Überdies verdeutlichen aktuelle Daten der Bertelsmann-Stiftung einen Stimmungswandel: Israels Ansehen in Deutschland befindet sich im freien Fall. Während 2021 noch fast jeder zweite Bundesbürger (46 Prozent) eine positive Haltung gegenüber dem Land vertrat, sind es im Mai 2025 nur noch 36 Prozent. Dieser markante Rückgang innerhalb weniger Jahre sollte zu denken geben, besonders vor dem Hintergrund der besonderen deutsch-israelischen Beziehungen. Eine aktuelle Civey-Umfrage bestätigt diesen Trend: Jeder zweite Deutsche lehnt Waffenlieferungen an Israel ab, nur etwa ein Drittel befürwortet sie noch.
Warnsignal erster Ordnung
Der Vertrauensverlust ist mehr als eine statistische Randnotiz, er spiegelt vielmehr eine grundlegende Veränderung wider. In einem Land, das sich aus historischer Verantwortung heraus stets besonders zur Solidarität mit Israel bekannte, deutet dieser Trend auf eine tiefgreifende Entfremdung hin. Die Politik der Netanjahu-Regierung, insbesondere ihr umstrittenes Vorgehen in Gaza, hat offenbar selbst in Deutschland nachhaltige Sympathien verspielt. Diese Entwicklung sollte alle Verantwortlichen alarmieren, sowohl in Jerusalem als auch in Berlin. Denn wenn selbst in Deutschland, wo die Unterstützung Israels lange als unantastbar galt, die Zustimmung so deutlich schwindet, dann ist dies ein Warnsignal erster Ordnung. Es zeigt: Die aktuelle Politik der israelischen Regierung isoliert das Land nicht nur international, sondern untergräbt auch jene besonderen Beziehungen, die über Jahrzehnte mühsam aufgebaut wurden.
Verspätete Kritik, verpasste Möglichkeiten und Gefahr der Mitverantwortung
Die israelische Regierung unter Benjamin Netanjahu agiert zunehmend losgelöst von der Realität und den Interessen der eigenen Bevölkerung. Rechtsnationale Hardliner wie Itamar Ben-Gvir, Bezalel Smotrich und Idit Silman verfolgen eine konsequente Eskalationspolitik. Die Blockade humanitärer Hilfe, insbesondere Lebensmittel und dringend benötigte Medikamente, die systematische Zerstörung von Krankenhäusern und Schulen sowie die Vertreibung Hunderttausender lassen sich nicht mehr als „Selbstverteidigung“ rechtfertigen.

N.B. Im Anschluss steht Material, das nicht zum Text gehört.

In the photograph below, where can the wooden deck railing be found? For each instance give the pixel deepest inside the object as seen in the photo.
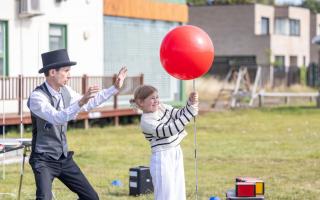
(19, 88)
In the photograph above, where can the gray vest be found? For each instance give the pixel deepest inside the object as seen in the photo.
(46, 137)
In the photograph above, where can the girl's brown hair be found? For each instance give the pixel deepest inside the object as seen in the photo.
(142, 92)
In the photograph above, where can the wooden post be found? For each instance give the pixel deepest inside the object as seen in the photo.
(141, 79)
(115, 102)
(84, 89)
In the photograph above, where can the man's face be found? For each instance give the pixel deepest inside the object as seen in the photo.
(61, 76)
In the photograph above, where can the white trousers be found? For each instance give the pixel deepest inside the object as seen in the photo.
(167, 171)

Sie verstoßen gegen fundamentale Prinzipien des humanitären Völkerrechts. Wer diese Tatsachen verschweigt, übernimmt Mitverantwortung. Gleiches gilt für Staaten, die weiterhin Waffen an die Konfliktparteien liefern. Vor diesem Hintergrund gewinnt die Forderung nach einem Stopp der Rüstungsexporte zunehmend an politischem Gewicht.
Aber wo war die deutsche Politik in den letzten eineinhalb Jahren? Warum haben die Entscheidungsträger so lange gezögert, während das Leid wuchs: 53.000 Tote, über 120.000 Verletzte? Hätte ein früheres Eingreifen nicht Tausende Leben retten können? Und was bleibt von der Glaubwürdigkeit, wenn Menschlichkeit erst auf Druck folgt?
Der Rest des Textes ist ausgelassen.